Jika Anda berwisata kuliner di Lombok, Anda pasti akan menemukan olahan yang selalu menjadi sajian pelengkap. Adalah beberuk, olahan terung yang dicampur timun serta kacang panjang, kemudian dicampur dengan sambal. Ada juga yang menambahkan penggunaan minyal sayur dalam olahan beberuq. Cairan yang keluar dari timun membuat olahan beberuk terasa lebih sedap. Rasanya cukup sensasional, karena rasa asam dan pedas dari sambal, makin membangkitkan selera makan. Selain itu, sayur-sayuran dalam olahan beberuk direbus tidak terlalu lama sehingga terasa masih segar. Biasanya, hidangan beberuk ini diberikan secara gratis sebagai pendamping makanan lainnya.

Berbicara yang khas dari Lombok, Anda tidak boleh melewatkan olahan plecing. Ada plecing kangkung, plecing manuk dan juga plecing ayam. Olahan plecing kangkung terdiri dari kangkung yang ditambah tauge yang berkecambah dan kacang tanah, serta dilengkapi  urap sebagai bumbu yang gurih dan juga sambal pedas. Selain olahan plecing ada juga berbagai olahan sate dengan bermacam-macam penyajian. Sate tersebut ada yang dinamakan sate pusut, sate bulayak, serta sate rembiga.

Kami juga sempat mencicipi olahan Sate Rembiga. Rembiga adalah salah satu daerah di Kota Mataram. Nusa Tenggara Barat memang terkenal dengan kenikmatan daging sapinya. Kala itu, kami mendatangi salah satu Rumah Makan yang berada tak jauh dari Hotel Santika Kota Mataram. Rumah Makan bernama “Lesehan Sate Rembiga” ini menyajikan konsep lesehan yang berbentuk pondok-pondok terletak di Jalan Dakota. Rembiga. Selaparang. Kota Mataram. Sate rembiga di sini dihidangkan dengan bulayak. Bulayak adalah salah satu jenis olahan lontong yang dibungkus oleh daun lontar ataupun daun aren. Lontong ini berbentuk kerucut dan umumnya dihidangkan sebagai pelengkap sate.



Rasa daging satenya sangat khas, yaitu pedas namun juga terasa manis. Pedas dan manis ini didapat dari perpaduan bumbu racikan dari cabagi merah kering, terasi, bawang putih dan gula merah. Selain itu, sate rembiga memiliki tekstur yang empuk. Ada juga olahan daging sate yang dililit kemudian dilumuri kelapa. Sate lilit kelapa ini memiliki rasa yang pedas dan juga wangi. Anda yang ingin menyantap olahan sate ini, cukup merogoh kocek sampai Rp35-45 ribu per porsinya.

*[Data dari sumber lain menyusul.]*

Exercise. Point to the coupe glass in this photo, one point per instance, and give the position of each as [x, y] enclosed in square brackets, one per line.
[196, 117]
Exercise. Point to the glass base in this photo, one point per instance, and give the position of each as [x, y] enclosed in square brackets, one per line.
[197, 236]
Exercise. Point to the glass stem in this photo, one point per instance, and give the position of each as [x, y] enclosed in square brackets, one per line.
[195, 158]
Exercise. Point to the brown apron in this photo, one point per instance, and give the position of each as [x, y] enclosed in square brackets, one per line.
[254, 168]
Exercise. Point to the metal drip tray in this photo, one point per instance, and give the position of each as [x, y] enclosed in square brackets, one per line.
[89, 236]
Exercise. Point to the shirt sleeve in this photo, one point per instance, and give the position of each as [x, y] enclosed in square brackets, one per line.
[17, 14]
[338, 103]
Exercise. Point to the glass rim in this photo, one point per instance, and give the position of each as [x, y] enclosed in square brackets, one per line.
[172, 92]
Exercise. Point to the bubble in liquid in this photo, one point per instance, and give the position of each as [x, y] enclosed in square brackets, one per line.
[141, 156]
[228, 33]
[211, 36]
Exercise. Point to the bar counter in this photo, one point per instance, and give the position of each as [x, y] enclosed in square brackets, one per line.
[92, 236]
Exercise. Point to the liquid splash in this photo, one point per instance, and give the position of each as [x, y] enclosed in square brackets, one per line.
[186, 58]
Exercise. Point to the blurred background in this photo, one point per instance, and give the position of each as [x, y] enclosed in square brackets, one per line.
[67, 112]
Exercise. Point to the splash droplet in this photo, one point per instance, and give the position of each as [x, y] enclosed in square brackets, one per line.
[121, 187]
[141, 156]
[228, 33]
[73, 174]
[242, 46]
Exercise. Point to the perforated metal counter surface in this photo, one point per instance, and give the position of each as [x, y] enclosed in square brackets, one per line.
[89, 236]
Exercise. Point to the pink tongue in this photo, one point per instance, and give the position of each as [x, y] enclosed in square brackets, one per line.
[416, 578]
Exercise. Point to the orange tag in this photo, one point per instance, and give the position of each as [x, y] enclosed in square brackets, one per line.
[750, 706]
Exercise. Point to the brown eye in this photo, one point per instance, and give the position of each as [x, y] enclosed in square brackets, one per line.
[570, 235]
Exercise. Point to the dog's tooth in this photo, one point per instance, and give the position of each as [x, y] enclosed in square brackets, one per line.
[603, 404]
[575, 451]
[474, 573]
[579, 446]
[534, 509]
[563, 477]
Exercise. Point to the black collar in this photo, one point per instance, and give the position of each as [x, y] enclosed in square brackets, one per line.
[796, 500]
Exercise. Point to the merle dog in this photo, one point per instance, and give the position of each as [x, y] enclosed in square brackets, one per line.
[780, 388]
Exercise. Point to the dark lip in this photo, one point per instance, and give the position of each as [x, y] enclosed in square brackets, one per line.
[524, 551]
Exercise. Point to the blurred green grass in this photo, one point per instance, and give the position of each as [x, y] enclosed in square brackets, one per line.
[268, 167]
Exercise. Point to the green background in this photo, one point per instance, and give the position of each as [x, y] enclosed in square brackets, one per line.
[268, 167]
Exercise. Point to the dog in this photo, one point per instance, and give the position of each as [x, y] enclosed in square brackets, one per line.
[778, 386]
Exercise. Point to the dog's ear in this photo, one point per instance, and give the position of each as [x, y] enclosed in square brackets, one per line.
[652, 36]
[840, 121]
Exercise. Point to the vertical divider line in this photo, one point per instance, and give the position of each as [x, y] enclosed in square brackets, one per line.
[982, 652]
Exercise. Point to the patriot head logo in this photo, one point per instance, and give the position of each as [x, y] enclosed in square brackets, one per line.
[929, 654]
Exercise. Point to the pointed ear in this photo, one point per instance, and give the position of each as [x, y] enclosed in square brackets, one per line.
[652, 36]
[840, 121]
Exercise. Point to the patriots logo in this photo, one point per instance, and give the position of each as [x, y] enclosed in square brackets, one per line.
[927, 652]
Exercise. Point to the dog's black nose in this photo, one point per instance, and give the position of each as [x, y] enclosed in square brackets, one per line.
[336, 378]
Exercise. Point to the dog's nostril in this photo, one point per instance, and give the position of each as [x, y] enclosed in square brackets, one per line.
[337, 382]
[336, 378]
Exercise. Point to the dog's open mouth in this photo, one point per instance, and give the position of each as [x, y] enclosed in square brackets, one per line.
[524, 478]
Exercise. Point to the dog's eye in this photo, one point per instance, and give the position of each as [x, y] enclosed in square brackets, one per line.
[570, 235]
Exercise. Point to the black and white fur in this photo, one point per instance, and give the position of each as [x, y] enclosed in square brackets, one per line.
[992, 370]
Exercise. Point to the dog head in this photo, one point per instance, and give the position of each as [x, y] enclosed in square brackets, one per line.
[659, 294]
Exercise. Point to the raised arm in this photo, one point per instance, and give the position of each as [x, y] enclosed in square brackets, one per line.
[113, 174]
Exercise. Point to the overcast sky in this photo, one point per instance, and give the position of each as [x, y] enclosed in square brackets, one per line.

Tak hanya menyediakan sate rembiga, RM ini juga menawarkan menu babalung. Babalung merupakan Sop yang terbuat dari balung atau tulang sapi. Atau biasa disebut sop tulang sum-sum. Kuah dari sop ini terasa sedap dengan racikan bumbu yang pedas dan segar. Selain menu-menu tersebut, jika Anda berkunjung ke Pulau Lombok, Anda bisa mencoba olahan khas Lombok yang lainnya, seperti sate pusut, nasi kuyung, ares, serta urap ebatan (urap yang terbuat dari belimbing yang dicampur sayuran dan daun kemangi).